China to manage troubled property sector at local level
Central authorities will put the onus on regional officials to deal with the sector as it seeks to prevent an abrupt slowdown or surge in prices
China will increasingly manage its troubled property sector at a local level as it seeks to avoid sparking either an abrupt slowdown that undermines the economy or another surge in prices, say government economists involved in policy discussions.
After increasing at double-digit rates for most of last year, home prices started cooling in late 2013 as a sustained campaign to clamp down on speculative investment and easy credit gained traction.
Annual growth in average new home prices slowed to an 11-month low in April, official data showed on Sunday. Existing home prices dropped from a month earlier in 22 of 70 cities in April, compared with 14 in March.
Data last week showed property sales dropped 6.9 per cent in the January-April period from a year earlier in terms of floor space, and fell 7.8 per cent in terms of value.
Authorities know a severe property crunch could worsen a build-up of debt, but also that a blanket easing of restrictions could set off another round of credit-fuelled house price rises.

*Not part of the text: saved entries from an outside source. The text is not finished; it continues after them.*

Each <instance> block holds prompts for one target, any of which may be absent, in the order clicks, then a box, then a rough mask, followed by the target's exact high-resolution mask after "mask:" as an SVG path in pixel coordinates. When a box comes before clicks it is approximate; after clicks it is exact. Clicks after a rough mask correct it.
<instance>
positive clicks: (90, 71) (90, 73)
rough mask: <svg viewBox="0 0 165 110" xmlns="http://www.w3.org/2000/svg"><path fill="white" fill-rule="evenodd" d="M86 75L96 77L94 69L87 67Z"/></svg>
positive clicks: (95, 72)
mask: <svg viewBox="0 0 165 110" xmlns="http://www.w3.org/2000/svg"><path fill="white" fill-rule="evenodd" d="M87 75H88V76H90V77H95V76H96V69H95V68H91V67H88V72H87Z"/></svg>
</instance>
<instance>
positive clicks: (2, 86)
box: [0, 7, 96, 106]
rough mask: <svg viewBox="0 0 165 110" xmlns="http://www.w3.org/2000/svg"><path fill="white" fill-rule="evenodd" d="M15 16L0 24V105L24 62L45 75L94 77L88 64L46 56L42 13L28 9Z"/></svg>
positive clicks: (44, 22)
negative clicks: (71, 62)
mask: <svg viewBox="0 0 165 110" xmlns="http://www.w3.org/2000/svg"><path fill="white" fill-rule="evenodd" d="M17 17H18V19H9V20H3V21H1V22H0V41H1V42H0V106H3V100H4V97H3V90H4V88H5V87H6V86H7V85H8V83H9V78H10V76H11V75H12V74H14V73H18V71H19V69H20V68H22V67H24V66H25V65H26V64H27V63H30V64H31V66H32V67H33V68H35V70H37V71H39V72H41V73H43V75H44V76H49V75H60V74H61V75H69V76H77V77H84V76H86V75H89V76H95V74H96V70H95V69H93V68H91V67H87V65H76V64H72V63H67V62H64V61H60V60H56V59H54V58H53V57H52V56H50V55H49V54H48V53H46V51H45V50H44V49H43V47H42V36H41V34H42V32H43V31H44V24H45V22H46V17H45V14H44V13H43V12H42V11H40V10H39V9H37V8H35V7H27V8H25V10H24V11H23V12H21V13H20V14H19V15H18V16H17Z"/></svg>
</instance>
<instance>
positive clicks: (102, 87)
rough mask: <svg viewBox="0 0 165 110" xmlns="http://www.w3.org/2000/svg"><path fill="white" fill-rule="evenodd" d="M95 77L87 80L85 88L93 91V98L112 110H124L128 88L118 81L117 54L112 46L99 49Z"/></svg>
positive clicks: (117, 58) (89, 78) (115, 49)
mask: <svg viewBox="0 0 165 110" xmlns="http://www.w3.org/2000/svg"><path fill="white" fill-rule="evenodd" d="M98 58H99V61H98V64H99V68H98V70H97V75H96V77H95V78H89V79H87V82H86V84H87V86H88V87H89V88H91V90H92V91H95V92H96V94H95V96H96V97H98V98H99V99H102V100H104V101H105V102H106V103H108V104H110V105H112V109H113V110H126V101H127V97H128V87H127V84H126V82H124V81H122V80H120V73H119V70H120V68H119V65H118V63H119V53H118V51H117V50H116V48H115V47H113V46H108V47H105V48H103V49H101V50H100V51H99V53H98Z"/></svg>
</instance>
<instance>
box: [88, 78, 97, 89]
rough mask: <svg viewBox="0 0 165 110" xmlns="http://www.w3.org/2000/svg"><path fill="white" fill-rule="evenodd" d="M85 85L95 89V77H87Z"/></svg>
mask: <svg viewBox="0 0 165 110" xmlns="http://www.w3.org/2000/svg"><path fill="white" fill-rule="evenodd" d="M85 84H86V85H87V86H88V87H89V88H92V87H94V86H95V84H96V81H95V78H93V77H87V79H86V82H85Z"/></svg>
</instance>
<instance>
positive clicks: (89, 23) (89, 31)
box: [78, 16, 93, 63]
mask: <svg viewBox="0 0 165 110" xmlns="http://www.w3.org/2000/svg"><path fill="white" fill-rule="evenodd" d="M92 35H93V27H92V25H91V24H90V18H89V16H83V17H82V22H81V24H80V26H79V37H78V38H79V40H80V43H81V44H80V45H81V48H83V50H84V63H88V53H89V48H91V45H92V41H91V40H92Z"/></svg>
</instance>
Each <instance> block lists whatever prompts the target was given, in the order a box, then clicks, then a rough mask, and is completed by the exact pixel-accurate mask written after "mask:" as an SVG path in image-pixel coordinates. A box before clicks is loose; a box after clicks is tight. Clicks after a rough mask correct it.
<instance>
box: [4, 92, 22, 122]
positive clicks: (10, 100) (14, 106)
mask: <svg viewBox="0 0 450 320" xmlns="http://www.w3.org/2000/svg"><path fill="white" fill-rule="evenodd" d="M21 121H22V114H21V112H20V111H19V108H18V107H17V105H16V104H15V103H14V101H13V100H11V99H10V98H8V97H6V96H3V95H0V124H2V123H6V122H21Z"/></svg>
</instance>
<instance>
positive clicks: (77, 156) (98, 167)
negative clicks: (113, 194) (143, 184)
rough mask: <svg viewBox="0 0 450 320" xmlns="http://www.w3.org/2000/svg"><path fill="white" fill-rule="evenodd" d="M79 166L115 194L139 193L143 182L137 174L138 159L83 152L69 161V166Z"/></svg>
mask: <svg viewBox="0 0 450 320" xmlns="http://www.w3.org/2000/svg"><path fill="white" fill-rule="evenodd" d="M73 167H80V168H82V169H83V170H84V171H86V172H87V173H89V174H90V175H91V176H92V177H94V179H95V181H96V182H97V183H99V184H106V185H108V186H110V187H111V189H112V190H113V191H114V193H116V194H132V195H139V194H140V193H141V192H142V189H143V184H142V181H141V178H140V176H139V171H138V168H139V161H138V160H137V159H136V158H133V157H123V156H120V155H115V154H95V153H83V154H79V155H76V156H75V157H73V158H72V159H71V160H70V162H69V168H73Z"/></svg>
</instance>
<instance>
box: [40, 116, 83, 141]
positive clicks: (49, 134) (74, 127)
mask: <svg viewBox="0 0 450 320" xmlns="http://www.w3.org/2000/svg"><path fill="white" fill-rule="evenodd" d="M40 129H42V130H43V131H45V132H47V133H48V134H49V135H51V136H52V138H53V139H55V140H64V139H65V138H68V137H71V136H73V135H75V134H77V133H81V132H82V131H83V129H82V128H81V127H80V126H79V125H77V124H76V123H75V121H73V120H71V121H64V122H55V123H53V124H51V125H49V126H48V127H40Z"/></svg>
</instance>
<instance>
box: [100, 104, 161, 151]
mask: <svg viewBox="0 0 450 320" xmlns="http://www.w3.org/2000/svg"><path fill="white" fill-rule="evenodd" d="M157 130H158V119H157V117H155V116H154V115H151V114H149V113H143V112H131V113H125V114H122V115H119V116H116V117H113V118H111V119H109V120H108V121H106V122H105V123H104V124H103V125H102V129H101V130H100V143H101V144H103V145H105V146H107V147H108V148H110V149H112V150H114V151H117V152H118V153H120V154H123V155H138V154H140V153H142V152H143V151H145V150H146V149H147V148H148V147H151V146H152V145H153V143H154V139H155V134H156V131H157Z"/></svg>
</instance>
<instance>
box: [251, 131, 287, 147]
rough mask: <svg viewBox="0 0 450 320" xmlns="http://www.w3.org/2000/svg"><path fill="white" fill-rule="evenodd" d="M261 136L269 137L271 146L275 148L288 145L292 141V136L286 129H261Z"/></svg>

"There is no sign that the central government will relax property controls on a nationwide scale even though the economy is slowing," said Zhao Xijun, deputy head of the Finance and Securities Institute at Renmin University in Beijing.
"The pressure is mainly on local governments, because some of their debts are maturing and they need to repay."
Local governments rely heavily on revenues from land sales to fund debts that official data show total 17.9 trillion yuan (HK$22.5 trillion). Therefore, price falls and slowing sales have sparked concerns about their ability to service their debts.
The economists expect restrictions on property introduced over the past five years to largely remain in place, particularly in major cities, but with some local authorities given leeway to support their markets.
Some smaller cities, including the eastern city of Tongling in Anhui province and Ningbo, the coastal city of eastern Zhejiang province and the southern city of Nanning in Guangxi, have started to loosen home purchase rules.
Back in 2012, Beijing forced governments in areas including Wuhu, Foshan and Chengdu to retract plans to ease controls on real estate, but there has been no such response this year.
"They [policymakers] are still watching. Property prices have started to fall but they still don't see any serious problems," said a senior economist at a government think tank in Beijing.
"The bottom line is that a property slowdown doesn't trigger financial risks," said the economist, who spoke on condition of anonymity.
The cooling real estate market helped drag annual economic growth to an 18-month low of 7.4 per cent in the first quarter, and a sustained fall would risk the government missing its economic growth target for the fist time in 15 years.
Standard Chartered said official figures showed 17 months stock of flats in tier-one to tier-three cities.
"The momentum is clearly negative. This downturn appears worse than previous episodes - the scale of oversupply is likely to be larger, and policymakers are understandably more hesitant to step in with immediate support," Standard Chartered economists said in a report.